A partire da alcuni titoli di capitoli, come Madri, gli dovete tutto oppure L’impero del bambino e da altrettanti paragrafi eloquenti, tipo Maternità e ascetismo, La madre prima del padre, Il bambino prima della coppia, Il bambino prima della donna, si comprende senza il bisogno di ulteriori spiegazioni quale sia il pensiero della scrittrice: il bambino è un problema che assorbe totalmente la madre e le toglie tempo e risorse. Il figlio è il vero responsabile del fallimento della donna nella battaglia femminista per i pari diritti con l’uomo e per le stesse opportunità nel mondo del lavoro.

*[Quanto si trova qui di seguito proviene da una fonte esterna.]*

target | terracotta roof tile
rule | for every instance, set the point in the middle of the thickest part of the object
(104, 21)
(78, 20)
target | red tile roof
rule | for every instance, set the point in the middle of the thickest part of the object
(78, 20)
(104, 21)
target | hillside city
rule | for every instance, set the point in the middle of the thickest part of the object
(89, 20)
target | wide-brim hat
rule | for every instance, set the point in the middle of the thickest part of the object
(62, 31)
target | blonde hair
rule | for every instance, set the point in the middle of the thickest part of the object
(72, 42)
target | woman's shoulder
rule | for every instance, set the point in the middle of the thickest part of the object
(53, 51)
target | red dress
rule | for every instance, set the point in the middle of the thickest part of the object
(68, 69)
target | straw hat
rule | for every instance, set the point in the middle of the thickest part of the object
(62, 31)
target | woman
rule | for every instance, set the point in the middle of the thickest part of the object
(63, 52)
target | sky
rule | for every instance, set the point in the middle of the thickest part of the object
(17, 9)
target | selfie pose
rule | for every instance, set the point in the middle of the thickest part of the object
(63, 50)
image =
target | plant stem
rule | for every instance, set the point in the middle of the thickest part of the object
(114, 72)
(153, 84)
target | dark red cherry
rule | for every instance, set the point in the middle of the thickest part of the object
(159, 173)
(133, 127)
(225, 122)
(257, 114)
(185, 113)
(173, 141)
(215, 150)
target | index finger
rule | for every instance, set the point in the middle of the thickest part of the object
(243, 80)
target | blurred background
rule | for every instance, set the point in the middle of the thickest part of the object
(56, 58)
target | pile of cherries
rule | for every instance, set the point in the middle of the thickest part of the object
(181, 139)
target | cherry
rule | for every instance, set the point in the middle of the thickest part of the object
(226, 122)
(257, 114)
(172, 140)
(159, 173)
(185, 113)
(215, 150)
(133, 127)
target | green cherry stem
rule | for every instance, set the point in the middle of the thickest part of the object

Ci sarà sempre, per cause naturali, un handicap intrinseco alla donna e che le fa perdere punti sull’uomo: la sua maternità.
Non è vero però – come accennavo sopra – che la madre perfetta non esista, così come ci racconta, nella traduzione italiana, il titolo del libro. Per la Badinter, infatti, la madre perfetta (storicamente) è quella francese, anche se questa perfezione, a dire il vero, avverte anch’essa le minacce della crisi economica e del ritorno al naturalismo. Le francesi hanno da sempre anteposto la donna alla madre: “Dal XVII secolo e soprattutto nel XVIII secolo, il modello femminile è lontano dall’esaurirsi nella maternità”; “Le aristocratiche,
libere dalle preoccupazioni materiali, furono le prime a praticare l’arte di vivere senza figli. Dal XIII secolo tutte le donne dell’alta borghesia affidavano sistematicamente i loro figli appena nati alle balie. Ma è nel XVIII secolo che il fenomeno si estende a tutti gli strati della società urbana”; “La società intera approvava questa pratica e le donne stesse non sembravano lamentarsene. Al contrario, numerose testimonianze dell’epoca mostrano che se ne felicitavano. Perché, oltre al fatto che il bambino costituisce un ostacolo alla loro vita sessuale, è anche, a ogni età, un fastidio per i loro piaceri e la loro vita mondana” (pp. 155-156).
Insomma, per la studiosa femminista, la donna del secolo dei Lumi, che poteva liberarsi dal fardello della maternità, non esauriva la propria identità nell’essere madre. E oggi, ancora più di prima, grazie all’ “invenzione” (francese, guarda caso) dei nidi e delle scuole materne, grazie al biberon e alle formule artificiali, grazie alla pillola anticoncezionale, la donna può scegliere quando e come diventare madre. Ovvero, grazie al cielo, può restare donna (culturalmente, socialmente, professionalmente, cioè con questi connotati “alti”) senza rinunciare (se proprio lo desidera) ad essere madre.
Ma che tipo di madre, mi chiedo? Di un tipo che delega, che non si occupa in prima persona della prole perché ha da pensare a cose più importanti di poppanti mocciosi e affamati e che riguardano, in una parola, una mondanità in cui non è contemplato – questa è la verità – spazio alcuno per i figli.